The Requiem Project, a nonprofit organization formed in 2008 to oversee programming and raise money to renovate the century-old theater, asks the court to award Requiem the lease under which another nonprofit, the Emery Center Corp. (ECC), is currently operating the theater via a series of subleases from UC. If UC is removed as owner, the building could be overseen by the city or another nonprofit organization and Requiem could sublease from it.
At issue is a 1999 court ruling that allowed UC to develop most of the building into apartments but stipulated that profits from the apartments have to be used to renovate the theater according to the terms of Mary Emery’s charitable trust, which required that the building serve the community
The complaint accuses UC, ECC and Emery Center Apartments Limited Partnership (ECALP) — the for-profit company that oversees the building’s apartments — of conspiring to breach a 2010 letter of intent stating that ECC would sublease the theater to Requiem on the same terms as ECC is currently operating the theater.
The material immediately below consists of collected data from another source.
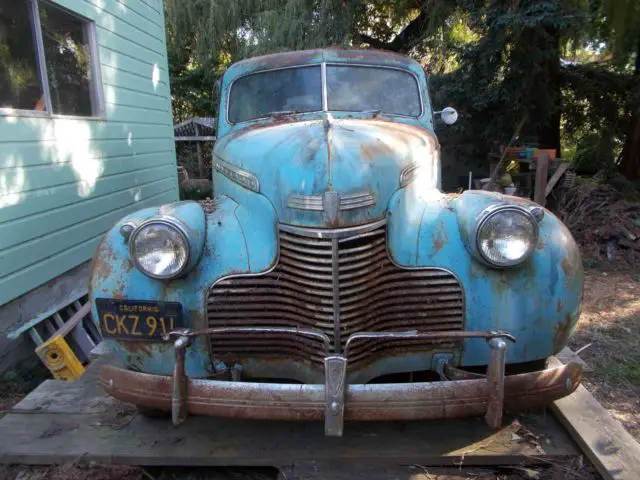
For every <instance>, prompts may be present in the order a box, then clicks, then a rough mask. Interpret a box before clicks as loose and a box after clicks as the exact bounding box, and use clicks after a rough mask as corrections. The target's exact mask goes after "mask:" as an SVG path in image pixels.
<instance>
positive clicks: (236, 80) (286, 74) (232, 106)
mask: <svg viewBox="0 0 640 480" xmlns="http://www.w3.org/2000/svg"><path fill="white" fill-rule="evenodd" d="M317 110H322V79H321V74H320V66H319V65H318V66H314V67H298V68H286V69H284V70H274V71H271V72H264V73H254V74H252V75H247V76H246V77H242V78H239V79H238V80H236V81H235V82H233V86H232V87H231V94H230V95H229V121H231V122H244V121H245V120H251V119H252V118H261V117H265V116H267V115H268V114H270V113H277V112H284V111H295V112H314V111H317Z"/></svg>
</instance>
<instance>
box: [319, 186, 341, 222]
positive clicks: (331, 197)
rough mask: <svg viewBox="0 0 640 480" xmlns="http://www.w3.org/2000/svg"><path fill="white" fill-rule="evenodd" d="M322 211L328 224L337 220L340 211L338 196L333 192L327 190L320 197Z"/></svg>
mask: <svg viewBox="0 0 640 480" xmlns="http://www.w3.org/2000/svg"><path fill="white" fill-rule="evenodd" d="M322 210H324V214H325V216H326V217H327V220H329V222H331V223H334V222H335V221H336V220H337V219H338V212H339V211H340V195H339V194H338V192H336V191H335V190H327V191H326V192H324V194H323V195H322Z"/></svg>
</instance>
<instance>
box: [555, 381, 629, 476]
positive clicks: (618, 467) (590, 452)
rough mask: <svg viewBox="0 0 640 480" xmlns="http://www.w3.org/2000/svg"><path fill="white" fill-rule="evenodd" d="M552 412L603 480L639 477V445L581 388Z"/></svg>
mask: <svg viewBox="0 0 640 480" xmlns="http://www.w3.org/2000/svg"><path fill="white" fill-rule="evenodd" d="M551 409H552V410H553V412H554V414H555V415H556V416H557V417H558V419H559V420H560V421H561V422H562V424H563V425H564V426H565V427H567V430H568V431H569V433H570V434H571V436H572V437H573V438H574V439H575V441H576V442H577V443H578V445H579V446H580V448H581V449H582V451H583V452H584V453H585V455H586V456H587V458H588V459H589V460H590V461H591V463H593V465H594V467H596V469H597V470H598V472H599V473H600V475H602V478H604V479H605V480H636V479H638V478H640V444H638V442H636V440H635V438H633V437H632V436H631V435H630V434H629V432H627V431H626V430H625V429H624V427H623V426H622V425H621V424H620V422H618V421H617V420H616V419H615V418H613V416H612V415H611V414H610V413H609V412H608V411H607V410H606V409H605V408H604V407H603V406H602V405H600V403H599V402H598V401H597V400H596V399H595V398H594V396H593V395H591V393H590V392H589V391H588V390H587V389H586V388H584V387H583V386H582V385H580V386H579V387H578V389H577V390H576V391H575V392H574V393H573V394H572V395H570V396H568V397H565V398H561V399H560V400H556V401H555V402H553V404H552V405H551Z"/></svg>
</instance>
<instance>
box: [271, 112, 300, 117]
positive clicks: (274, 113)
mask: <svg viewBox="0 0 640 480" xmlns="http://www.w3.org/2000/svg"><path fill="white" fill-rule="evenodd" d="M296 113H301V112H300V110H274V111H273V112H267V113H265V114H264V116H265V117H277V116H279V115H295V114H296Z"/></svg>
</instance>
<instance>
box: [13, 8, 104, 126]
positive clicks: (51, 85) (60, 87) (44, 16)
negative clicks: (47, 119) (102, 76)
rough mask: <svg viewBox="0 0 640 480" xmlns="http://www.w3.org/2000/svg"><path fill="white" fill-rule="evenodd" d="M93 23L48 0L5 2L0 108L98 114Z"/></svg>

Requiem says the binding letter of intent is still valid and gives its organizers the right to a long-term lease that will allow them to raise money while programming the theater.
The Requiem’s cofounders, Tina Manchise and Tara Gordon, maintain in their lawsuit that ECC and UC are purposely blocking Requiem from moving forward with the original plan to incrementally update the 1,600-seat theater and allow programming to continue during the process.
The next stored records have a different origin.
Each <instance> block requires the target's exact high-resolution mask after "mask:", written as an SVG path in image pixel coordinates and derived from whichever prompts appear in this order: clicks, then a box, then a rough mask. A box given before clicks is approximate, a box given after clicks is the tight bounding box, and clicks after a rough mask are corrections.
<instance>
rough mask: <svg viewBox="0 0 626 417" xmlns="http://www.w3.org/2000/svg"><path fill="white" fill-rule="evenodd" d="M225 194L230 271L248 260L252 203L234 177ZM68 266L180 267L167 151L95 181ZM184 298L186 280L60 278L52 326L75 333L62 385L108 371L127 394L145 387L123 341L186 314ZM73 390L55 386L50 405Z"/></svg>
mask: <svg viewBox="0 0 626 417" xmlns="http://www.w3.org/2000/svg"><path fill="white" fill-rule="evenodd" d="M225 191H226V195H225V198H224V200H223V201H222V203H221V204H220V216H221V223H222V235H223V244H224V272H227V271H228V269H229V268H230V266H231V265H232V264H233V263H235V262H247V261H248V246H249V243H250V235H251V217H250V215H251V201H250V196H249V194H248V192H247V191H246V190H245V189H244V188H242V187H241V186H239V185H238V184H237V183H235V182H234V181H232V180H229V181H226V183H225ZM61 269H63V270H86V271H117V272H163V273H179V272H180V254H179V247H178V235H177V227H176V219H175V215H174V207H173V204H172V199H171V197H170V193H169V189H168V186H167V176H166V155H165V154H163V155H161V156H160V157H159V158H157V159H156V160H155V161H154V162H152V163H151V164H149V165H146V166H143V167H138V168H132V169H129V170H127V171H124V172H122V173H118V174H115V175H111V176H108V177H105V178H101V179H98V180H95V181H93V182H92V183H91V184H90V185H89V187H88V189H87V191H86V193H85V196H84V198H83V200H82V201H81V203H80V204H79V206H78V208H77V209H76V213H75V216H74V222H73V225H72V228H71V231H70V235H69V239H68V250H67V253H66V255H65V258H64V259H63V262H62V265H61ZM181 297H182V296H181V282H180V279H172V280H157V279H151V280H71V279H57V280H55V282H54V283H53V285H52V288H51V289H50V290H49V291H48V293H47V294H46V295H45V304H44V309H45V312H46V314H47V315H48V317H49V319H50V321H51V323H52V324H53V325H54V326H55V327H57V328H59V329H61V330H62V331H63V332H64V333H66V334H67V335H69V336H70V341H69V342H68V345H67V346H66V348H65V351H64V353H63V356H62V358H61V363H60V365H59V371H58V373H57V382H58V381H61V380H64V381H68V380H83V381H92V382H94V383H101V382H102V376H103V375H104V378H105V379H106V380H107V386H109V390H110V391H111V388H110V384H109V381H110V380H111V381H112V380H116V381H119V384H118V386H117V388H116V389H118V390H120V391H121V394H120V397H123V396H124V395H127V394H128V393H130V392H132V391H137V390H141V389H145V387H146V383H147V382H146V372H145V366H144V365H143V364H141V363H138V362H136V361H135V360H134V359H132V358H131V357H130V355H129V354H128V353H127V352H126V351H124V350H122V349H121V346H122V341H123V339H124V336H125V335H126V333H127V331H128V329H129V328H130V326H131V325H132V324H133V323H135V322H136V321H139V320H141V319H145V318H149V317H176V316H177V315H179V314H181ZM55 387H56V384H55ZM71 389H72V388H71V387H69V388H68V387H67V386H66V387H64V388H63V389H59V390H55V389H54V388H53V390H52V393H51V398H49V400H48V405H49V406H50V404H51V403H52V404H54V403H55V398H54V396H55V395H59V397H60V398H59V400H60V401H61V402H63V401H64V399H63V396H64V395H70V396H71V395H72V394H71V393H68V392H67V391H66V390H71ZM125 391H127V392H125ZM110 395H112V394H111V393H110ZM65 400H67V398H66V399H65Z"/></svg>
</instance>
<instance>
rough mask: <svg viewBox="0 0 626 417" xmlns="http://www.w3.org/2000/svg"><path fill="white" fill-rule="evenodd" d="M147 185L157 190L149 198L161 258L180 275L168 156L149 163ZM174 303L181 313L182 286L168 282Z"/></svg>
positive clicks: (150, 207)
Although UC owns the building, it subleases the property to ECALP, which subleases the Emery Theatre to ECC. When contacted by CityBeat in August, UC spokesperson Greg Hand declined to comment, only stating that UC doesn’t have a relationship with the Requiem Project because its only relationship is with ECALP.
ECC told Requiem in January it would not renew its management agreement “for no cause,” according to the lawsuit, and asked Requiem to vacate the building in August. The complaint also seeks damages.